Hopefully you'll soon find a job and this sleeping problems will disappear!

Anonymous said...

i have an actual neurological sleep disorder so am very aware how distressing interrupted and jagged sleep can feel.
i really do imagine it is to do with the job stuff and generally stressful head stuff. the higher my stress the less i sleep no matter how hard i try. i used to think of the productivity of it but it's difficult to keep that thought when irritable and tired.
i was told that even the twitchy rest place that isn't asleep and isn't awake gives 80% of the benefits of real sleep so i just move on the best i can.
i am very sound sensitive so summer business and hearing others outside later (and with the loud holiday coming) also pushes the getting to bed time back some.
i hope this resolves for you soon. you might think of charting mood alongside actual hours of sleep so you can do something preventive if you see things sliding awfully.
wishing for you sweet dreams and i'm sooo jealous of the IDEA of one's head hitting the pillow and going out quickly. not my reality.
take care...

I Hate to Weight said...

i read this post a couple of times (first at work, where i'm often unable to post comments.)

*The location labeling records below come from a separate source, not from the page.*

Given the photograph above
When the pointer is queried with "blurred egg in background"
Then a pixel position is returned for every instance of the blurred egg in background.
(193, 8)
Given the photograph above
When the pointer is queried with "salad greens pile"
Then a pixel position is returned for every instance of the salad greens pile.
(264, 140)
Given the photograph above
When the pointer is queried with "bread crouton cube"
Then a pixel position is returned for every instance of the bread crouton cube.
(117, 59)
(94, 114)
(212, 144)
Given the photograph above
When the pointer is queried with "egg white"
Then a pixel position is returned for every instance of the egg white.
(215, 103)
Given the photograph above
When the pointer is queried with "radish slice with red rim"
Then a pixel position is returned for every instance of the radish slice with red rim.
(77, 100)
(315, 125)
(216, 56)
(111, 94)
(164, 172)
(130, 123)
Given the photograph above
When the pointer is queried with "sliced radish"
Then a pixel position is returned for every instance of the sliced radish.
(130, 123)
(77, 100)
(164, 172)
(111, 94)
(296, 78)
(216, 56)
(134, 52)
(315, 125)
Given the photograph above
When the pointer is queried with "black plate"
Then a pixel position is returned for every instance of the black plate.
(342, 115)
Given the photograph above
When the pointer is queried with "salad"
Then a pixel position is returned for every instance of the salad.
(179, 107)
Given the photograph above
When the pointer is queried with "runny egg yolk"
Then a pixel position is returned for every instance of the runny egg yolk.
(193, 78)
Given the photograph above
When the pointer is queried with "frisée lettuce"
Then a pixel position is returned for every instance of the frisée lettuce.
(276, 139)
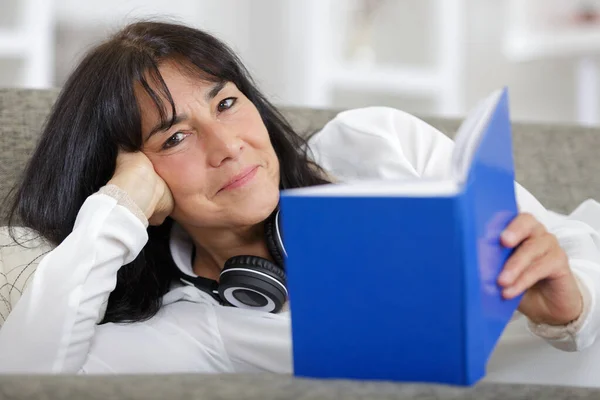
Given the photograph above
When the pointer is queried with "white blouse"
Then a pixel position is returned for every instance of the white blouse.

here's what struck me each time. when you said, "My eating is sufficient on most days, so should not warrant this type of distress."

something about "sufficient" and "most days" made me wonder if you're restricting some? just wondering.

i have had insomnia my whole life. i have terrible trouble falling asleep and staying asleep. it's the worst. i cut way down on caffeine and usually take trazedone, which works but does make me kind of drowsy the next day. but it's better than not sleeping at all!

i'm sure the work situation is a big cause of your bad sleep.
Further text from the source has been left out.